Русская средневековая эстетика XI?XVII века
Шрифт:

Более характерным для эстетического сознания русичей и в XVI в. остается общий пафос возвеличивания слова (особенно книжного) как выразителя мудрости, разума, духовности, то есть развитие идей софийности словесного искусства. Интересные мысли на эту тему мы находим в трактате «О святой Троице» известного писателя и мыслителя середины XVI в. Ермолая–Еразма [329] . Слово является выражением и воплощением ума, и без него ум как бы и не существует, не может проявиться, как солнце осталось бы невидимым без его света, (сияния. «Аще бо и у человека не изыдет от уст слово, то и ум не изъявится: уму бо сияние есть слово; аще же ум без слова, кто его светь [ведает]» (Ер. 67). Отсюда пристальное внимание самого Еразма к слову, к словесному выражению, к книге как носителю мудрости. Оно одуховорено и традиционной для христианства параллелью человеческого слова со Словом божественным, Сыном, который также есть «сияние Отчее»; а ум, слово и душа в человеке выступают, по Ермолаю, который активно опирается в своем трактате на византийских авторов, устойчивым образом троичности божества. Книгам, полагает он, «достоит веровати», ибо они

написаны наитием Святого Духа и наставляют людей на «добродетельное житие» (61). Поэтому настоящим «книгочием» может быть назван не тот, кто только скользит взглядом по поверхности слов, а прежде всего тот, кто читает умом, осмысливая глубинный смысл прочитанного. «Несть се книгочий, —пишет он, —не единым бо очным зрением или языка соглаголанием книгочий, но пространьством ума, еже мысльми разумными сведети глубины» (85). Ермолай–Еразм, пожалуй, наиболее точно и ясно среди русских книжников сумел выразить средневековое понимание самого акта чтения как некоего почти сакрального проникновения всем «пространством ума» в бесконечные духовные глубины словесного текста, созданного усилиями отнюдь не только человеческого разума.

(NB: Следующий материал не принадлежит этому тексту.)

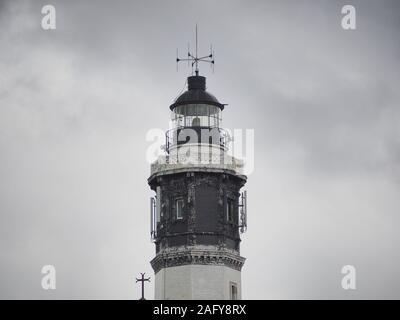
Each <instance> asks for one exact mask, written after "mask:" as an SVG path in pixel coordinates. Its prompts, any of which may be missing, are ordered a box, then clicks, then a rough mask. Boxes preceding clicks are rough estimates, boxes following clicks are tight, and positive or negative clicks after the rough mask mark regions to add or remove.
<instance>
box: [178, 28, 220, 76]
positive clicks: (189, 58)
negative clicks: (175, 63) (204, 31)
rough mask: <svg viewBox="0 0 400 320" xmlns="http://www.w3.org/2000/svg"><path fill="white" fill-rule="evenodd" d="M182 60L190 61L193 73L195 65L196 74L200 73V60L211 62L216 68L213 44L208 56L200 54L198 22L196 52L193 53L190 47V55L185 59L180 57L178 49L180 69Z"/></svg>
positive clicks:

Отсюда и дерзкая попытка русского книжника выразить словами (хотя и «в притче») умонепостигаемую идею троичности Бога. Страх и ужас охватывают его от этого замысла: «…душею содрогну и телом утерпаю, страх бо мног и лют объят мя, трепетну душу и ужасно сердце сотворыпе, прежасает бо ся ум, не могуще смети вместити слова о пребезначальнем свете» (2—3). И тем не менее Ермолай, уповая на божественную помощь, берется за это почти невыполнимое дело. Столь великими виделись ему сила и могущество книжного слова. Эти представления о высокой значимости слова русичи использовали не только в прямом смысле—для возвышения самой словесности, но и в качестве своеобразного приема оценки других феноменов. В частности, понятие невыразимости в слове служит им для эстетической оценки тех или иных явлений. Тот же Ермолай–Еразм, стремясь подчеркнуть красоту и совершенство человеческого тела, утверждает, что он останавливается перед ним в изумлении, не зная, где обрести необходимые слова для адекватного описания этого творения божественной премудрости. «Како же убо азъ грубый сия добромыслене могу уразумев, и другим явити, понеже къ Божия премудрости творению пришед, и обретохся яко бы низъший поселянин къ царским пришед полатам, и стоя зряй изуметелне, такоже и азъ изумлеваюся, откуду убо начну», — говорит Ермолай–Еразм (65).

329

Издание трактата А. Поповым см.: Книга Еразма о Святой Троице // ЧОИ ДР. Кн. 4. 1880. С. 1—124. Далее цит. по этому изд. с указанием в скобках: Ер. и номер страницы. О ЕрмолаеЕразме см.: Ржига В. Ф. Литературная деятельность Ермолая–Еразма // ЛЗАК. Вып. 33. Л., 1926. С. 112—147; CK-II/1. С. 220–225.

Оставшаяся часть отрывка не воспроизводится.